It’s been awhile since I’ve been here. Rereading my last post I was sorely tempted to take it down, particularly as I have started meeting actual people in the real world again who might read this blog, but I decided not to. That would have defeated the purpose of the blog in many ways. I started this blog as a place for true stories, published under an alter ego, as the stories were not the sort appreciated or approved of by society at large. Of course they were intended to be sexy kinky stories, but those aren’t the only stories not approved of by society. Depression, or really any variety of fucked up, is kind’ve a taboo topic. Admitting it is seen as a weakness, a liability, or a warning sign. The fact is though, that uncomfortable as it is, it’s brutally honest and I’m going to let it stand.
The more that I talk to people, watch people, and have real conversations, the more I realize that the ‘status quo’ that people espouse and aspire to is fictional. The role models in film and novels are actually fictional, and people lie. Everyone lies about their struggles and about what particular things are fucked up about them. When I really get to know a person, I realize that they struggle with something that’s either similar to what I struggle with, or something that is equally fucked up in a different way.

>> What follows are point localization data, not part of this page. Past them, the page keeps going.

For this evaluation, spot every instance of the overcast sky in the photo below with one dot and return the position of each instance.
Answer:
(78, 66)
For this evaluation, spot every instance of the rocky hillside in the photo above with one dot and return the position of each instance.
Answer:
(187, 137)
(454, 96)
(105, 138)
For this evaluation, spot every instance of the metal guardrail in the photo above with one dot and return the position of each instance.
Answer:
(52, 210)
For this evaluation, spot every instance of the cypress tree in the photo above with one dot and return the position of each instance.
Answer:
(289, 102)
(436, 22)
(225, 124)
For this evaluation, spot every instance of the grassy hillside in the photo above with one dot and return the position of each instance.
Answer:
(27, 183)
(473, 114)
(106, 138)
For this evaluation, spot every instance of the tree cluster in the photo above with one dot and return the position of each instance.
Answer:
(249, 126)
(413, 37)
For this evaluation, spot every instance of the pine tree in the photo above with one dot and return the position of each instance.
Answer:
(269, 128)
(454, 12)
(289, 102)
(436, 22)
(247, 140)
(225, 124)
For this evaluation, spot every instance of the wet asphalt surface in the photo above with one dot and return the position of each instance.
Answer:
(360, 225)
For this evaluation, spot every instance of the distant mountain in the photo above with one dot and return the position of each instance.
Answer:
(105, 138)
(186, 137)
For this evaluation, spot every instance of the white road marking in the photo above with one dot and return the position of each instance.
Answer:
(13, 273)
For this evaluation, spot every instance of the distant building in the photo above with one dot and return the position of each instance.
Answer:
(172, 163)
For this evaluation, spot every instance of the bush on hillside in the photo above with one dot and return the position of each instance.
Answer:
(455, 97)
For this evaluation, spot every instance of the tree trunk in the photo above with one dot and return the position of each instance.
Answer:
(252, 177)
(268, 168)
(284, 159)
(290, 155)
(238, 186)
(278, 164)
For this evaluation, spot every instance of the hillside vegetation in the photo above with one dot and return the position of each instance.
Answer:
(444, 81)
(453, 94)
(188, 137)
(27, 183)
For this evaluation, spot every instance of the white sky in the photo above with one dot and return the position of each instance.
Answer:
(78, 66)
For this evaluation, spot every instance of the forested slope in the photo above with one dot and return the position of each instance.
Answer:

I ran across this article, on Fet actually, which led me to the article which inspired his post. Here are both of those links. They’re both good reads. I don’t actually know these people, but I like what they wrote.
How To Be A Good Depressive Citizen by Ferret on theferret.com
Miles and Miles of No-Man’s Land by Libba Bray on libbabray.wordpress.com
That said, the last few months have been much better all things considered. I’m doing all the good healthy things, and I’ve taken up yoga. It’s hard to say how much progress has actually been made, but I’ve made progress in my uphill climb. I have a couple of naughty fictional pieces rolling around and probably about ready for publication.
The irony of ending on an upbeat, “a stiff upper lip, toeing the party line that we can all get through this if we all keep swimming,” note does not escape me. Am I a good depressive citizen or what?